Commonly known as the festival of colors, Holi is a spring festival that signifies victory of good over evil. The festival is observed as a two days celebration starting a night before when the Holika is lit (Bonfire) around which people sing and dance. The next day is the actual day for the carnival of colours where people are seen chasing each other with colour, both dry and water colours, along with water guns and water filled balloons. The festival date is not certain, and varies from year to year as per the Hindu calendar. It is celebrated on the last full moon day of the lunar month which usually comes in March but sometimes even in February.
The word “Holi” originates from “Holika”, the evil sister of the demon king Hiranyakashipu who had earned a boon that had made him virtually indestructible. Hiranyakashipu’s son, Prahlada disagreed with his father’s unreasonable demand of being worshipped as God and remained a devotee of Lord Vishnu. Due to this, the king was infuriated and he subjected his son to atrocities. Holika, the aunt of Prahlada tricked him to sit with her on a pyre thinking that her boon from God would protect her. As the fire roared, Holika burnt as she’d used her power for ill-will. Prahlada was saved and Lord Vishnu appeared to kill Hiranyakashipu. The Bonfire is a symbolic reminder of this event.

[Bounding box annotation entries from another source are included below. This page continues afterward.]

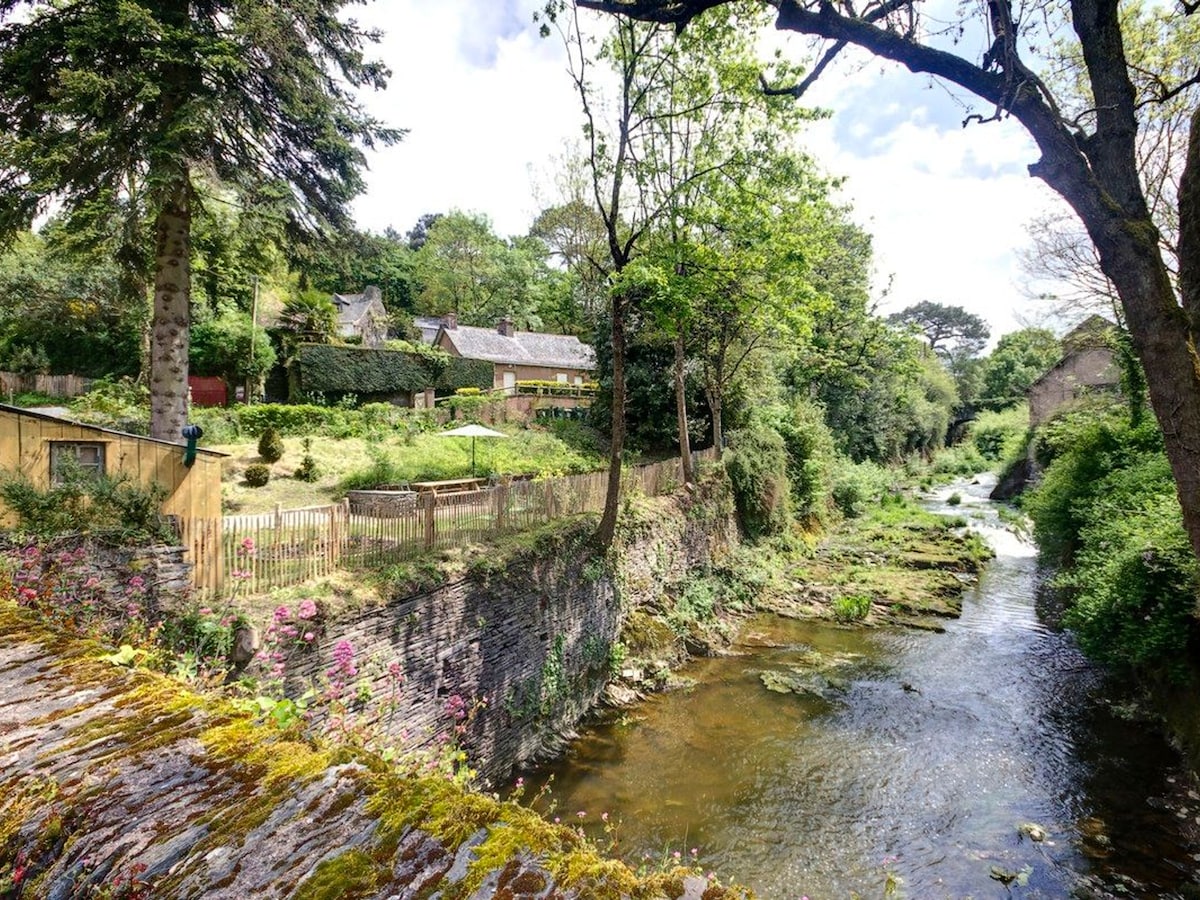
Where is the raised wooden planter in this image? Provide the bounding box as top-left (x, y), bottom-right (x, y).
top-left (346, 488), bottom-right (416, 518)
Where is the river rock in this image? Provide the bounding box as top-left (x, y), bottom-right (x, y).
top-left (1016, 822), bottom-right (1046, 844)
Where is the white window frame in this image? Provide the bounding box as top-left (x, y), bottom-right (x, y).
top-left (50, 440), bottom-right (108, 485)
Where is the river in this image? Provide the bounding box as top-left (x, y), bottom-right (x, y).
top-left (527, 484), bottom-right (1200, 900)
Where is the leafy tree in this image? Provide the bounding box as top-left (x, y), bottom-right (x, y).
top-left (888, 300), bottom-right (991, 359)
top-left (577, 0), bottom-right (1200, 564)
top-left (544, 0), bottom-right (806, 546)
top-left (980, 328), bottom-right (1062, 409)
top-left (0, 0), bottom-right (400, 439)
top-left (0, 229), bottom-right (146, 377)
top-left (415, 210), bottom-right (546, 330)
top-left (1021, 0), bottom-right (1200, 318)
top-left (190, 312), bottom-right (275, 391)
top-left (276, 290), bottom-right (337, 358)
top-left (529, 192), bottom-right (607, 334)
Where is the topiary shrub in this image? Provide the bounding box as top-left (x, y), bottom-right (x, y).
top-left (242, 462), bottom-right (271, 487)
top-left (258, 428), bottom-right (283, 462)
top-left (292, 438), bottom-right (320, 484)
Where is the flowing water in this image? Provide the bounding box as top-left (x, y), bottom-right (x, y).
top-left (527, 475), bottom-right (1200, 900)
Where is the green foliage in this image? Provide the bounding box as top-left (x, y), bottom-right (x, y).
top-left (1024, 409), bottom-right (1163, 563)
top-left (1025, 409), bottom-right (1198, 673)
top-left (293, 344), bottom-right (439, 396)
top-left (292, 438), bottom-right (320, 484)
top-left (242, 462), bottom-right (271, 487)
top-left (338, 448), bottom-right (409, 491)
top-left (888, 300), bottom-right (991, 356)
top-left (340, 430), bottom-right (604, 491)
top-left (830, 594), bottom-right (871, 622)
top-left (0, 232), bottom-right (145, 377)
top-left (929, 440), bottom-right (992, 476)
top-left (979, 328), bottom-right (1062, 409)
top-left (725, 425), bottom-right (792, 540)
top-left (440, 388), bottom-right (503, 422)
top-left (968, 403), bottom-right (1030, 462)
top-left (833, 457), bottom-right (893, 518)
top-left (188, 313), bottom-right (275, 384)
top-left (761, 398), bottom-right (836, 524)
top-left (258, 426), bottom-right (284, 462)
top-left (0, 462), bottom-right (175, 542)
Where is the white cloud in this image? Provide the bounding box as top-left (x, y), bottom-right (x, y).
top-left (355, 0), bottom-right (580, 240)
top-left (343, 0), bottom-right (1075, 336)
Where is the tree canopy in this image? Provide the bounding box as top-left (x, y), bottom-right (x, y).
top-left (577, 0), bottom-right (1200, 564)
top-left (0, 0), bottom-right (400, 439)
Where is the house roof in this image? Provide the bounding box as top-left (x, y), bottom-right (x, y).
top-left (334, 286), bottom-right (384, 330)
top-left (438, 325), bottom-right (596, 370)
top-left (0, 403), bottom-right (229, 458)
top-left (413, 316), bottom-right (443, 343)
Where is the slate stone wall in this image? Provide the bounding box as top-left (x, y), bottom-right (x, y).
top-left (278, 479), bottom-right (737, 785)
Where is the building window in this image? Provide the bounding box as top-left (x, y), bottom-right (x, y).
top-left (50, 440), bottom-right (104, 485)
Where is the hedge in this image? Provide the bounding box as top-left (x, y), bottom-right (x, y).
top-left (433, 356), bottom-right (496, 391)
top-left (293, 343), bottom-right (439, 395)
top-left (293, 343), bottom-right (493, 396)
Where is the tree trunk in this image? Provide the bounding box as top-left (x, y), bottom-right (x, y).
top-left (595, 292), bottom-right (625, 550)
top-left (674, 332), bottom-right (696, 485)
top-left (150, 174), bottom-right (192, 442)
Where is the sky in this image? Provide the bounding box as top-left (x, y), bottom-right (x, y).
top-left (345, 0), bottom-right (1061, 341)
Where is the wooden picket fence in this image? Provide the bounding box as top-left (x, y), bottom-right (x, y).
top-left (0, 372), bottom-right (92, 398)
top-left (207, 450), bottom-right (715, 593)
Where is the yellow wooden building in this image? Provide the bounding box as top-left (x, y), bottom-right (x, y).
top-left (0, 403), bottom-right (226, 590)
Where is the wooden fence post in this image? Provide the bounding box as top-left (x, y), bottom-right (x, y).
top-left (492, 479), bottom-right (509, 532)
top-left (425, 491), bottom-right (438, 550)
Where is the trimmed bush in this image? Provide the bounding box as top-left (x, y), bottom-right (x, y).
top-left (242, 462), bottom-right (271, 487)
top-left (258, 428), bottom-right (284, 462)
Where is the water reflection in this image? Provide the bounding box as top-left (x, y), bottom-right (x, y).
top-left (523, 487), bottom-right (1200, 900)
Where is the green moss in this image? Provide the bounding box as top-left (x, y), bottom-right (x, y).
top-left (292, 850), bottom-right (390, 900)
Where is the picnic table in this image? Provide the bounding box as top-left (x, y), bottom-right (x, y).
top-left (409, 478), bottom-right (487, 493)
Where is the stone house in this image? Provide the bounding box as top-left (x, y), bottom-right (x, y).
top-left (1028, 316), bottom-right (1121, 428)
top-left (332, 284), bottom-right (389, 347)
top-left (434, 313), bottom-right (596, 394)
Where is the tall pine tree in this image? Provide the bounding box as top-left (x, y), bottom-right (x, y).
top-left (0, 0), bottom-right (402, 440)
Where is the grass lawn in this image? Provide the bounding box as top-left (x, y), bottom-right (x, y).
top-left (217, 427), bottom-right (604, 514)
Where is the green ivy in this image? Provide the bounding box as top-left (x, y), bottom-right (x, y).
top-left (293, 343), bottom-right (442, 395)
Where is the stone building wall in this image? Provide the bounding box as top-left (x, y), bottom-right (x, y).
top-left (1030, 347), bottom-right (1121, 428)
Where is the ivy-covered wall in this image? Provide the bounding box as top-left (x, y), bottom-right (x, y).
top-left (289, 343), bottom-right (492, 400)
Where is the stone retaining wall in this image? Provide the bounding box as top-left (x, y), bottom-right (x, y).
top-left (278, 479), bottom-right (737, 784)
top-left (346, 491), bottom-right (416, 518)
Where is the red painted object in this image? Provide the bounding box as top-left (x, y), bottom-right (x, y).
top-left (187, 376), bottom-right (229, 407)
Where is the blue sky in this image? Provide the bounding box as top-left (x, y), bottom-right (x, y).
top-left (356, 0), bottom-right (1075, 338)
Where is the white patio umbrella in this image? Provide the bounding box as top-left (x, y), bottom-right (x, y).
top-left (438, 422), bottom-right (508, 478)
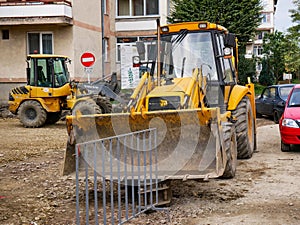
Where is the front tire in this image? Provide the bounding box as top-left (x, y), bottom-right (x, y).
top-left (232, 96), bottom-right (255, 159)
top-left (18, 100), bottom-right (47, 128)
top-left (222, 123), bottom-right (237, 179)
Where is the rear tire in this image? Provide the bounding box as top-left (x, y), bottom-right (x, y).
top-left (46, 112), bottom-right (61, 124)
top-left (72, 100), bottom-right (101, 115)
top-left (232, 96), bottom-right (255, 159)
top-left (281, 141), bottom-right (291, 152)
top-left (18, 100), bottom-right (47, 128)
top-left (96, 97), bottom-right (112, 114)
top-left (222, 123), bottom-right (237, 179)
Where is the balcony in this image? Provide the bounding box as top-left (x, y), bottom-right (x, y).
top-left (0, 0), bottom-right (73, 26)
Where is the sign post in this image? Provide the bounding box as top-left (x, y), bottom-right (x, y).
top-left (80, 52), bottom-right (95, 83)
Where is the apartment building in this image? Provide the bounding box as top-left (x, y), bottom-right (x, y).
top-left (0, 0), bottom-right (115, 102)
top-left (246, 0), bottom-right (278, 76)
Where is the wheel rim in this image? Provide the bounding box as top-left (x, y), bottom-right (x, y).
top-left (25, 109), bottom-right (36, 120)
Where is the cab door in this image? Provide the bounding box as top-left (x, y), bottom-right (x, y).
top-left (30, 58), bottom-right (53, 98)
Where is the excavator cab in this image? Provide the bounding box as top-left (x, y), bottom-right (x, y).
top-left (27, 55), bottom-right (70, 88)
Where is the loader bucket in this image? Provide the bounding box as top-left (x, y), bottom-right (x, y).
top-left (63, 108), bottom-right (224, 180)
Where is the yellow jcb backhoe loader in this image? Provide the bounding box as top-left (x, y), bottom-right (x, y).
top-left (64, 22), bottom-right (256, 202)
top-left (8, 54), bottom-right (117, 127)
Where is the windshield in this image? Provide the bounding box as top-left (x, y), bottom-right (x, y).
top-left (279, 86), bottom-right (293, 101)
top-left (53, 58), bottom-right (69, 87)
top-left (289, 88), bottom-right (300, 107)
top-left (161, 31), bottom-right (218, 80)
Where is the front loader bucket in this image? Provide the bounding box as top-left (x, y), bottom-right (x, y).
top-left (63, 108), bottom-right (224, 179)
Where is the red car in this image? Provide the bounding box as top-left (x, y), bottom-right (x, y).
top-left (279, 84), bottom-right (300, 152)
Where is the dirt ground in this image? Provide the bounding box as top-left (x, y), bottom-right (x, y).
top-left (0, 118), bottom-right (300, 225)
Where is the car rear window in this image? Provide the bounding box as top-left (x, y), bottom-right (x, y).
top-left (279, 86), bottom-right (293, 100)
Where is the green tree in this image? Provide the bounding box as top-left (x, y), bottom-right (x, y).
top-left (262, 30), bottom-right (286, 84)
top-left (168, 0), bottom-right (262, 47)
top-left (259, 58), bottom-right (275, 86)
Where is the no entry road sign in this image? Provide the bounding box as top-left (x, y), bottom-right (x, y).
top-left (80, 52), bottom-right (95, 67)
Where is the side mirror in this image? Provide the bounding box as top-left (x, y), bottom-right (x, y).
top-left (136, 41), bottom-right (146, 58)
top-left (224, 33), bottom-right (236, 48)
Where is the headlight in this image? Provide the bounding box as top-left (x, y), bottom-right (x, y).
top-left (281, 119), bottom-right (299, 128)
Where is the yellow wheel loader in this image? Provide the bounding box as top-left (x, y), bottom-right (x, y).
top-left (64, 22), bottom-right (256, 202)
top-left (9, 54), bottom-right (116, 127)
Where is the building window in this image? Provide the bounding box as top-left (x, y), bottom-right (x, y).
top-left (27, 33), bottom-right (53, 54)
top-left (2, 30), bottom-right (9, 40)
top-left (117, 0), bottom-right (159, 16)
top-left (253, 45), bottom-right (263, 56)
top-left (117, 37), bottom-right (156, 62)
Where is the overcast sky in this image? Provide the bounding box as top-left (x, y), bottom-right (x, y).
top-left (274, 0), bottom-right (295, 32)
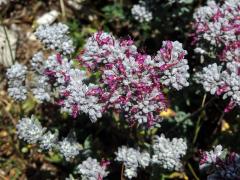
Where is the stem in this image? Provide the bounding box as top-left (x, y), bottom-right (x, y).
top-left (192, 93), bottom-right (207, 144)
top-left (1, 18), bottom-right (14, 63)
top-left (166, 97), bottom-right (216, 134)
top-left (121, 164), bottom-right (125, 180)
top-left (187, 163), bottom-right (200, 180)
top-left (60, 0), bottom-right (66, 21)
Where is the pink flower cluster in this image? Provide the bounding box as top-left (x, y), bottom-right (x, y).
top-left (46, 32), bottom-right (189, 126)
top-left (193, 0), bottom-right (240, 62)
top-left (79, 32), bottom-right (189, 125)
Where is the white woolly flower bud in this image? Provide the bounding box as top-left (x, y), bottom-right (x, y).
top-left (16, 116), bottom-right (46, 144)
top-left (57, 138), bottom-right (80, 161)
top-left (152, 135), bottom-right (187, 171)
top-left (115, 146), bottom-right (151, 179)
top-left (77, 157), bottom-right (108, 180)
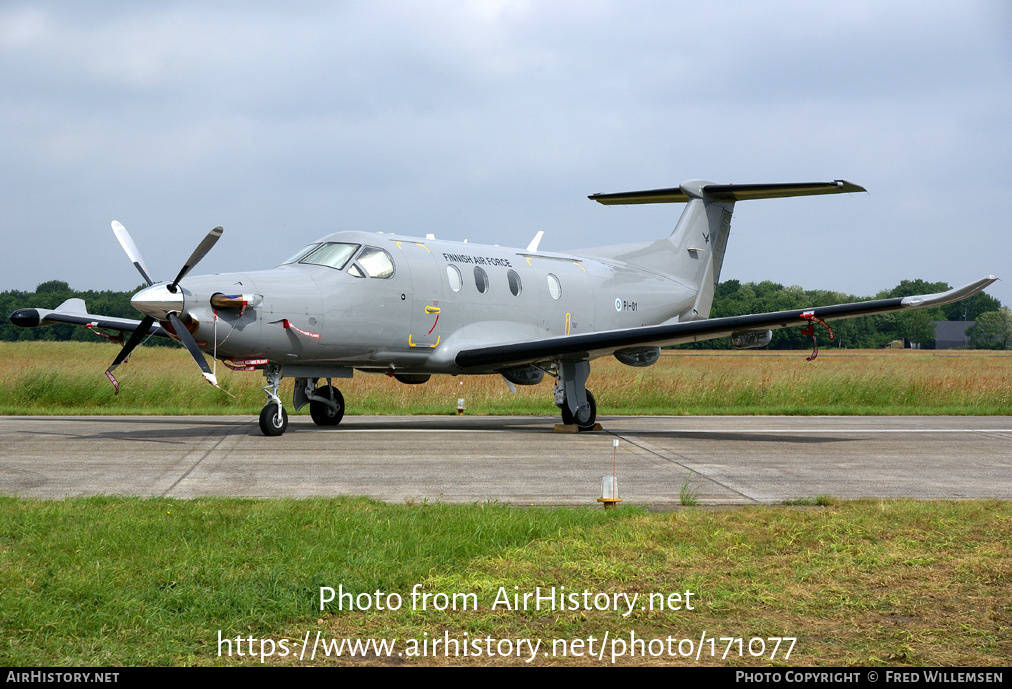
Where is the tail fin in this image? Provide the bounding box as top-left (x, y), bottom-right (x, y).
top-left (588, 179), bottom-right (865, 321)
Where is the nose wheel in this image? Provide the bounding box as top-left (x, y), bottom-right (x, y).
top-left (260, 363), bottom-right (288, 436)
top-left (260, 402), bottom-right (288, 435)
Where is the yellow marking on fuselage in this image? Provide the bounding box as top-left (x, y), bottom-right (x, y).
top-left (408, 333), bottom-right (439, 349)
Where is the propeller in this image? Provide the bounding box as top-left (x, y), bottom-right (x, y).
top-left (105, 221), bottom-right (228, 395)
top-left (112, 221), bottom-right (155, 287)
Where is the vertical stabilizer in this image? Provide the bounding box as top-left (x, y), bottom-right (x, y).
top-left (589, 179), bottom-right (865, 321)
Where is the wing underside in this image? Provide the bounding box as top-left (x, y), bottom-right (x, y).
top-left (455, 276), bottom-right (997, 370)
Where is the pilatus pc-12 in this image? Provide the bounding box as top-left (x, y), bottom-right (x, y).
top-left (10, 180), bottom-right (996, 435)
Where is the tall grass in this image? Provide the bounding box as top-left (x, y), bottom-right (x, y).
top-left (0, 342), bottom-right (1012, 416)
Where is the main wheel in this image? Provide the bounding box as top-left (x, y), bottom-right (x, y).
top-left (310, 385), bottom-right (344, 426)
top-left (260, 402), bottom-right (288, 435)
top-left (562, 390), bottom-right (597, 430)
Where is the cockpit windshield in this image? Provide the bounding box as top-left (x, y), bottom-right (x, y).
top-left (281, 244), bottom-right (320, 265)
top-left (285, 242), bottom-right (359, 270)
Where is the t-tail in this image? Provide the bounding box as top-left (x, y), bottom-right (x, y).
top-left (588, 179), bottom-right (865, 321)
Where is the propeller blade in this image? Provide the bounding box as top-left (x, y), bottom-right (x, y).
top-left (112, 221), bottom-right (154, 286)
top-left (169, 227), bottom-right (225, 289)
top-left (105, 315), bottom-right (155, 395)
top-left (169, 311), bottom-right (235, 397)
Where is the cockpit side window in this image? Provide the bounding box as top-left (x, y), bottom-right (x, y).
top-left (299, 242), bottom-right (359, 270)
top-left (348, 247), bottom-right (394, 278)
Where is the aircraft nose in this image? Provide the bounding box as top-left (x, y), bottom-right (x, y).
top-left (130, 284), bottom-right (183, 321)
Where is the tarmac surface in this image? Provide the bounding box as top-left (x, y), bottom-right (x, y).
top-left (0, 416), bottom-right (1012, 509)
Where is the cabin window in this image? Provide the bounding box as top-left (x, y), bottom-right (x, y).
top-left (549, 273), bottom-right (563, 299)
top-left (288, 242), bottom-right (359, 270)
top-left (475, 265), bottom-right (489, 294)
top-left (506, 270), bottom-right (523, 296)
top-left (446, 265), bottom-right (463, 291)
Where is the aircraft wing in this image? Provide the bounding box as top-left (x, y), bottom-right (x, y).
top-left (455, 275), bottom-right (998, 370)
top-left (10, 298), bottom-right (169, 337)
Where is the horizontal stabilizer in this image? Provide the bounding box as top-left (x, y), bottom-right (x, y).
top-left (455, 275), bottom-right (998, 370)
top-left (587, 179), bottom-right (866, 205)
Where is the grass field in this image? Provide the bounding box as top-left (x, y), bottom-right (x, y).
top-left (0, 342), bottom-right (1012, 415)
top-left (0, 343), bottom-right (1012, 666)
top-left (0, 498), bottom-right (1012, 666)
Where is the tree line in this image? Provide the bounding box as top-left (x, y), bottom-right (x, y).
top-left (0, 279), bottom-right (1012, 349)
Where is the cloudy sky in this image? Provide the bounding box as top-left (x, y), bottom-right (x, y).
top-left (0, 0), bottom-right (1012, 306)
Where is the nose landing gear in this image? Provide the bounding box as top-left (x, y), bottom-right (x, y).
top-left (260, 363), bottom-right (288, 435)
top-left (260, 363), bottom-right (350, 436)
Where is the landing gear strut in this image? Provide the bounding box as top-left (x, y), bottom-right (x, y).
top-left (260, 363), bottom-right (288, 435)
top-left (556, 361), bottom-right (597, 431)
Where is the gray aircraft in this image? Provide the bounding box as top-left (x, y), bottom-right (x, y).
top-left (10, 180), bottom-right (997, 435)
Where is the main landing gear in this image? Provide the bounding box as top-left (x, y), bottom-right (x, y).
top-left (260, 363), bottom-right (344, 436)
top-left (556, 361), bottom-right (597, 431)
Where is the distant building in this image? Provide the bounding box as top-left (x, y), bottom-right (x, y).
top-left (931, 321), bottom-right (977, 349)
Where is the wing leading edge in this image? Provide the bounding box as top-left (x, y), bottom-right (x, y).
top-left (455, 275), bottom-right (998, 370)
top-left (10, 298), bottom-right (169, 338)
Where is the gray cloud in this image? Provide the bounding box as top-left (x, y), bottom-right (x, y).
top-left (0, 1), bottom-right (1012, 304)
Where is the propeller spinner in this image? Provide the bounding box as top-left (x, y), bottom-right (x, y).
top-left (105, 221), bottom-right (224, 395)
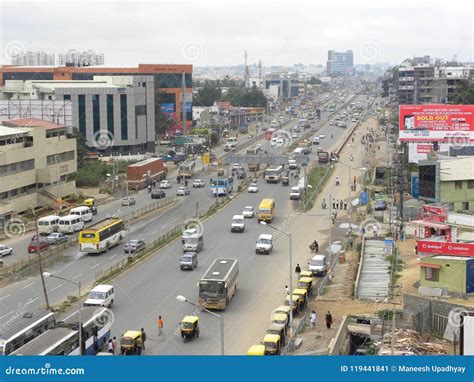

Another legend’s associated with the Braj region where the Hindu deity Krishna grew up. The legend commemorates the love of Krishna and Radha. Krishna had developed a dark blue skin colour after being poisoned by the she-demon, Putana. On expressing desperation, Krishna’s mother advised him to color Radha’s (whom he had admired but was scared of approaching because of his colour)face with any color of his choice. This eventually became a traditional way of celebrating the event.
Different states, different practices, but Holi is a festival celebrated across all states, infact Holi is the only national festival that has positively influenced other cultures across the globe.